Le bûcheron n'y tint plus: le spectacle était trop
drôle. Son rire éclata sans qu'il puisse le retenir.
Il tomba à la renverse en se tenant les côtes et
rit tant et plus qu'il commença à manquer d'air...
Entre temps, Grumpf abreuvait l'autre hilare de coups d'os et
de poing qui n'auraient pas impressionné ne serait-ce qu'un
lutin des bois... Cela eu pour conséquence de relancer
le sorcier sur les pentes de l'hilarité... et finit par
l'achever. Le bûcheron/sorcier s'était soudainement
tut*4. Ne sachant trop que faire après une victoire, le
gnome vainqueur se releva et s'épousseta.
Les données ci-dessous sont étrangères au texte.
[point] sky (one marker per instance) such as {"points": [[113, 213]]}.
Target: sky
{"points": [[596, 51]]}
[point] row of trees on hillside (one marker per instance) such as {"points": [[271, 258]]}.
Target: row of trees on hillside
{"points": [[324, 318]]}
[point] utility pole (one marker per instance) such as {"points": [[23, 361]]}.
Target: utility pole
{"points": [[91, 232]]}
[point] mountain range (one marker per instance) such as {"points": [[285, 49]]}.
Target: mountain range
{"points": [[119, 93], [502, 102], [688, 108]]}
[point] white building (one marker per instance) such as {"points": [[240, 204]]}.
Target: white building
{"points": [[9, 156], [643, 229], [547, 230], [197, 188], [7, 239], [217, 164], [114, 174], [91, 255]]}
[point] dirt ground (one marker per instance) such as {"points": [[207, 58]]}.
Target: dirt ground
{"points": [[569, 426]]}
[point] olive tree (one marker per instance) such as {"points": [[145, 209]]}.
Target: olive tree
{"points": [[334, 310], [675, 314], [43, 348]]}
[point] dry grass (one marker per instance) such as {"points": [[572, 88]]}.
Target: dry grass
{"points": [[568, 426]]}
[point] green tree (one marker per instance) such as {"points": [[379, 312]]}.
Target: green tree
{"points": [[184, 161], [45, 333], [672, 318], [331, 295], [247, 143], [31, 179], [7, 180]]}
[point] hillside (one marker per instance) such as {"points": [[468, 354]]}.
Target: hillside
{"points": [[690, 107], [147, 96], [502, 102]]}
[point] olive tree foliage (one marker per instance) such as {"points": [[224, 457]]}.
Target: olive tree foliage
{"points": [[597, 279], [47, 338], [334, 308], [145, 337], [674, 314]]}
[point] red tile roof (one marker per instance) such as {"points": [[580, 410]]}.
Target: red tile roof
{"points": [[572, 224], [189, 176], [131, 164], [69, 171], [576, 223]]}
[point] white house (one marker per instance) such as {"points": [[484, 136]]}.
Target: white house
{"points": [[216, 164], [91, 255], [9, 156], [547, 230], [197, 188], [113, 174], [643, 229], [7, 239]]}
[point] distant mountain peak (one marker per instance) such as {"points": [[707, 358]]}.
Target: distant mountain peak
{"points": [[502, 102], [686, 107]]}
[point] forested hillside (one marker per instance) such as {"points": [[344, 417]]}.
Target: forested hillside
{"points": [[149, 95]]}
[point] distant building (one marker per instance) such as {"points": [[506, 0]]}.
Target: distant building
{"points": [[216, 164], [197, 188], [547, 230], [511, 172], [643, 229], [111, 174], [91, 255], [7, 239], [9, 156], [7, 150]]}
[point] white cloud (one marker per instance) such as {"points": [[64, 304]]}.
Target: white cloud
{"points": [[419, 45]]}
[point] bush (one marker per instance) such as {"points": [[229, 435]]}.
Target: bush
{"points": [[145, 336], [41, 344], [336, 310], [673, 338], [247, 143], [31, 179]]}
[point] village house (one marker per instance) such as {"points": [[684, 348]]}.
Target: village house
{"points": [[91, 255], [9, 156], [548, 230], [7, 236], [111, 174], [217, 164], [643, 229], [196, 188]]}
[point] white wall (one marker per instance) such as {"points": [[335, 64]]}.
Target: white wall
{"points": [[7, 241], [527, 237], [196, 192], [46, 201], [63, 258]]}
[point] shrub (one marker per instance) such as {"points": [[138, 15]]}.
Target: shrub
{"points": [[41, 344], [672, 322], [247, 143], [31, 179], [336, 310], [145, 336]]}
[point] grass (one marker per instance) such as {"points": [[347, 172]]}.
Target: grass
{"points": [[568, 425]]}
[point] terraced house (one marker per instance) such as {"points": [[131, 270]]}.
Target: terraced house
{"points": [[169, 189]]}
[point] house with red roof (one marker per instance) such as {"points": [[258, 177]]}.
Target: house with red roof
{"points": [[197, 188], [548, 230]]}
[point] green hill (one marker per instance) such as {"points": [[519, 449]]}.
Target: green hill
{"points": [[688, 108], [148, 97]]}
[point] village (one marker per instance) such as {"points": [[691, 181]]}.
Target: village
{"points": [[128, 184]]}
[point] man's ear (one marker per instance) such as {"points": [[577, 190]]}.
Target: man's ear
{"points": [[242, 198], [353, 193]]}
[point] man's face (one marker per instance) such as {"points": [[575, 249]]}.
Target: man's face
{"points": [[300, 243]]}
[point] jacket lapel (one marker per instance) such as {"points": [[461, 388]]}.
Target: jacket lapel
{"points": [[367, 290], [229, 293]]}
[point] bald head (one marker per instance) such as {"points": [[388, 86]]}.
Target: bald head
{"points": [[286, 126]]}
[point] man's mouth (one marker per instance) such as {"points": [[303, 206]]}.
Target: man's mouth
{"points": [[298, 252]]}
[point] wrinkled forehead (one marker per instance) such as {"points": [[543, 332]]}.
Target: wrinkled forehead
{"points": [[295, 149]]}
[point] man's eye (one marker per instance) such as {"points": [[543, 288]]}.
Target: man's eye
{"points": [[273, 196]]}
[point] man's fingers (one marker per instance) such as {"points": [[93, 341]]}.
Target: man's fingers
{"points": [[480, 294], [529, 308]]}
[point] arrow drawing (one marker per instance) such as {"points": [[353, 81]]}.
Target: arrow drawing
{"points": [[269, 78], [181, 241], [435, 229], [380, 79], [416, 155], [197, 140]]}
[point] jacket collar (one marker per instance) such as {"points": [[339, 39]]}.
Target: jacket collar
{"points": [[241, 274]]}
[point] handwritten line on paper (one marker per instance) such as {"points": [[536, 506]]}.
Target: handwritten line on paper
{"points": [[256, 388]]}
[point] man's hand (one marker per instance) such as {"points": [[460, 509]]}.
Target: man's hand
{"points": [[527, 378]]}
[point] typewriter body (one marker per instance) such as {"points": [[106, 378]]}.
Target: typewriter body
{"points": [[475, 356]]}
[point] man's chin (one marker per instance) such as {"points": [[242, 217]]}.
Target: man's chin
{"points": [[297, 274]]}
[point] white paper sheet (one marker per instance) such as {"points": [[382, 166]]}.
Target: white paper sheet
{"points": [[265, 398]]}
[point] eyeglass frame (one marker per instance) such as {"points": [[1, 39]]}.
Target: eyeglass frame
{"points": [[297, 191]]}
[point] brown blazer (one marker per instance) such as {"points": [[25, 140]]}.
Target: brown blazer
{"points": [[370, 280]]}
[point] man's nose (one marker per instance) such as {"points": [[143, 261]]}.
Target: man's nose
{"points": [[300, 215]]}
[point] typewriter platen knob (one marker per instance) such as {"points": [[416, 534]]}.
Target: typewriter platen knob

Un regard au
vaincu lui confirma la mort de celui-ci: yeux et bouche grands
ouverts, regard fixe, corps rigide... exactement comme la tête
de son troll de père, dont il conservait encore la tête
desséchée dans un sac...
Le gloussement qui l'avait mystifié lors de sa marche dans
la forêt retentit à nouveau derrière lui.
Se retournant, il pu enfin en voir la source: qui n'était
autre que la petite elfe, souriante. Elle s'approcha en le félicitant
de son beau combat. Elle s'approcha du mort, vérifiant
son état, rit à nouveau et s'engouffra dans la cabane...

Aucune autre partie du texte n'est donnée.